How to treat a Tentative Job Offer

Anonymous
I have a TJO from a federal agency. I'd be very happy if it worked out, but they can't tell me how long it's going to take. I'm interviewing for other jobs that are similarly appealing and would be able to start me sooner.

Should I disclose this when I interview? Is backing out of a TJO considered unprofessional? I'm in a very small community in terms of my occupation where the people interviewing me across various agencies are likely connected to each other. If I have to just wait for everything to go through I can, but it's going to mean having to pick up short term project work that will make things complicated for me.
Anonymous
You do what you need to do.
But just know that there is usually no leveraging in your favor when it comes to federal jobs. They are t trying to string you along, it’s just out of their hands. So I like with a private company where you might be able to apply a little pressure by hinting you need to know soon or will need to move on to accept another position—the federal agency isn’t going to respond to that by scrambling to make the offer official. Because they can’t.

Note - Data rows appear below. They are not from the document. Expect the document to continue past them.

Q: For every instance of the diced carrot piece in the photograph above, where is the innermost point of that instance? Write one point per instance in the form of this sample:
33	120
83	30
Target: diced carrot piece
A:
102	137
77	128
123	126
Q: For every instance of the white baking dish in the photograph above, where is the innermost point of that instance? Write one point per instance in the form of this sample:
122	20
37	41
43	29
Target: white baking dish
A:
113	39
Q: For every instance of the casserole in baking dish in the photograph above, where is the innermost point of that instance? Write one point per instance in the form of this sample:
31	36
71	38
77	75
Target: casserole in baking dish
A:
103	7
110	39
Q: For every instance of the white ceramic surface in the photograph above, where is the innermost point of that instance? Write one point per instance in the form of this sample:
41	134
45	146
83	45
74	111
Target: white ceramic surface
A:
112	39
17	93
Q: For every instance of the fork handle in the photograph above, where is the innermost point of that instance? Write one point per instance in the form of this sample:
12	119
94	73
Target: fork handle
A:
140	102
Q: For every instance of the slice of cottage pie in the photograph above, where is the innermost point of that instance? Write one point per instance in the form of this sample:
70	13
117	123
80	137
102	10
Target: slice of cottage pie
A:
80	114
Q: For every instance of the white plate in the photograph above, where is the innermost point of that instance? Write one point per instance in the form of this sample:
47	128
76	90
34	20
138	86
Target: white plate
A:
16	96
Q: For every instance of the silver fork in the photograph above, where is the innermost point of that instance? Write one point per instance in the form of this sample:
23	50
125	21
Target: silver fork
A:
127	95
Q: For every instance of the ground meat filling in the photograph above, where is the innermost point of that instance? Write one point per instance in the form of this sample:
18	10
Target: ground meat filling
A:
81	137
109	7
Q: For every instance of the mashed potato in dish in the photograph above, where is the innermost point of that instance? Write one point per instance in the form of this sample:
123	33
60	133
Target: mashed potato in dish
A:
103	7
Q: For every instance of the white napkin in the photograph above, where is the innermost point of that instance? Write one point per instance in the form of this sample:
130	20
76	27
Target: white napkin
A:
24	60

However, they will understand if you are not able to wait.
Anonymous
Ooooops that’s “they aren’t trying to string you along…”
Anonymous
You don't need to say anything at the temp offer stage, although I might if asked directly. Everybody understands you are likely applying multiple places and could get another offer. As soon as you accept a firm offer, withdraw from any other interviews.
Anonymous
8:48, meant to add that the place making the temp offer also understands this. If you back out because something else comes through faster, they may be annoyed but not at you specifically. Agencies understand that slow hiring means they miss candidates.
Anonymous
Thanks, this is helpful. I'm interviewing both for other agencies and for non-civil service positions that may be able to expedite hiring. But I'm not sure if I actually want them to, because I hope the agency position works out.
Anonymous
Anonymous wrote:Thanks, this is helpful. I'm interviewing both for other agencies and for non-civil service positions that may be able to expedite hiring. But I'm not sure if I actually want them to, because I hope the agency position works out.


Then you need to be very clear with the fed hiring official if things start to speed up on the private sector side. There *are* things can fed agencies can do when they need to (read: if they want to and have enough leadership clout pushing for you) - otherwise the HR process is maddeningly slow.
Anonymous
All you can really do is get your stuff in (fingerprinting, etc) as soon as possible for the job you want. Negotiation will also prolong the TJO process, as much as another month or two.
Anonymous
In a tentative offer - have you landed on salary and you are just waiting for clearance?

Anonymous
I now have two tentative federal job offers. I'm waiting on salary and clearance for both. The one I want more is the one that's almost certainly going to take longer to go through because of the clearance.